I have a set of seven Reolink security cameras that I’ve used with Zoneminder for a long time. They’re hooked to a beastly computer (6-core E5-2620 with 128GB of ram) so I have no problem scaling up the shared memory area so ZM can do its thing. Anyway, I’ve run it with dlandon’s object detection docker and recently he deprecated the docker image I was using so I took the opportunity to fully evaluate other options.
Primarily, I was interested in seeing if I could find something else that was also docker-based but would work quickly/easily with GPU and/or TPU offloading. Well, eventually I realized that was a fruitless endeavor. I think ZM probably still wins at this point even though I spent a good chunk of today trying to get it working without success.
I’m going to come out and say: I’m probably biased to ZM since I’ve used it for so long but I did try to give each package a fair shake because I was fully intending to switch to something else. In fact, I ran Motioneye on the machine for the last week but ended up switching back to ZM today because it isn’t as feature-rich.
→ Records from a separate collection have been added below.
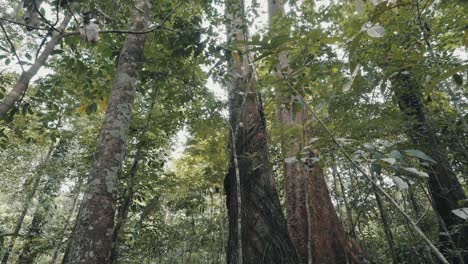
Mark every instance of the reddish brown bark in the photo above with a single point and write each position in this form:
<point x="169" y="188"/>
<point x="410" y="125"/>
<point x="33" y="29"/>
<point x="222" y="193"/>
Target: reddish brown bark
<point x="91" y="242"/>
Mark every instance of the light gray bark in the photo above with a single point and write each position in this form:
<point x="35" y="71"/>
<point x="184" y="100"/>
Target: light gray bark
<point x="91" y="242"/>
<point x="22" y="84"/>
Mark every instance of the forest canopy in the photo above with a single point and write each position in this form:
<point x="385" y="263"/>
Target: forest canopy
<point x="233" y="131"/>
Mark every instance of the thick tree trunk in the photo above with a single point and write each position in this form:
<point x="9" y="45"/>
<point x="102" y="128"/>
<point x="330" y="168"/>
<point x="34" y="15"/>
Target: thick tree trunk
<point x="68" y="221"/>
<point x="386" y="226"/>
<point x="92" y="240"/>
<point x="316" y="231"/>
<point x="124" y="208"/>
<point x="264" y="236"/>
<point x="18" y="90"/>
<point x="446" y="191"/>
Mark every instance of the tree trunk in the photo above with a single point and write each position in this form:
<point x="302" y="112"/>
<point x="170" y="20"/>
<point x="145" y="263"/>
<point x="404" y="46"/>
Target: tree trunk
<point x="264" y="236"/>
<point x="122" y="213"/>
<point x="26" y="205"/>
<point x="446" y="191"/>
<point x="28" y="254"/>
<point x="386" y="226"/>
<point x="91" y="242"/>
<point x="68" y="221"/>
<point x="20" y="88"/>
<point x="316" y="231"/>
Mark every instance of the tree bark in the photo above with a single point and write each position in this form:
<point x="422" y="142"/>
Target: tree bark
<point x="91" y="242"/>
<point x="20" y="87"/>
<point x="446" y="191"/>
<point x="26" y="205"/>
<point x="264" y="237"/>
<point x="316" y="231"/>
<point x="122" y="213"/>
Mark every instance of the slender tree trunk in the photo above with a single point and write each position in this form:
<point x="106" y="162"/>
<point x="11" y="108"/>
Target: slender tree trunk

I put together this table of my experiences so I could try to record the things I found good and bad for each package. After I created the table, I decided I’d tabulate where I thought each package performed well and see how they measured up. This was the result:
Category | Zoneminder | Motioneye | Shinobi | Winner |
---|---|---|---|---|
Language | Perl, PHP | Python | Javascript | Motioneye |
Open Source | Yes | Yes | Not really, weekly nag screen to dismiss, also riddled with licensing options | Zoneminder/Motioneye |
ONVIF | failed looking for cameras | works well, found all my cameras but used rtsp stream instead of rtmp | Shinobi | |
Mobile App | zmNinja - fully functional - different interface | Motion Eye - look and feel just like web app | Must pay for license to use – didn’t evaluate | Motioneye |
Camera trigger | excellent support -advanced zoning config, alarmed/filtered/blobed - capturing depends on trigger | mediocre support for triggering has object detection OOTB but requires significant CPU (had to reduce resolution) | terrible trigger support: front-edge one-shot trigger only, then timer-based video recording. Supports zones but not advanced triggering like ZM | Zoneminder |
Audio support | yes, but not to trigger camera | none | yes, and to trigger recording! | Shinobi |
Web Interface | Tons of options because ZM has been around a long time. Front page shows all camera’s states at a glance. Various ways to review recordings. | Clean and snappy! Well organized option set, but limited configuration options. | Lots of options but layout, navigation, and feel is terrible. Power video viewer for recordings is terrible. Copy option tree to other cameras is a VERY nice feature. | Zoneminder |
CPU demand | 5.5 load average (full-res 2.8-3MP @ 10fps) | 3.5 load average (all cameras scaled down to 1024x768 @ 10fps) - CPU overrun at full-res | I think performance was good but I couldn’t tell if trigger/detection was working until my disk was full of recordings of nothing | Zoneminder |
Backup/Restore | Manual SQL: mysqldump, mysql redirect import | Button to save and restore to tar.gz file, works great! | Attempted json export, setup new docker instance use import and it failed | Motioneye |
Integration with HA | Works very well, camera views and camera controls, even obj. detection and alert via mqtt with zmeventnotifier | Frenck’s integration allows for viewing the camera frame and works well but no camera controls | Frenck had developed an integration for this but dropped it in favor of Motioneye because the Shinobi development was too progressing slow | Zoneminder |
Learning curve | Steep - difficult to set up and configure | Low - meaningful options but also low configurability | Moderate - options and verbiage in config aren’t very clear | Motioneye |
My opinion: The bad | Antiquated interface. Unable to get addon GPU offload CUDA working, yet. | Front page interface is montage and first click does nothing, second click allows on-screen selection of options. | Could not tell when a camera was recording. Could not get notification of camera trigger to work. | |
My opinion: The good | Solid performance, solid support. | Single multithreaded process. E-mail notification works and was simple to configure. | It’s hard to find something good here. :-/ | |
My total winner count | 5 | 5 | 2 |
As you can see, from my judgement, it ends up being a tie. I was surprised by that result but I’d add that if you want something you can just setup and forget about, Motioneye is probably the answer. If you want something that is highly configurable with some amount of pain then ZM is your huckleberry.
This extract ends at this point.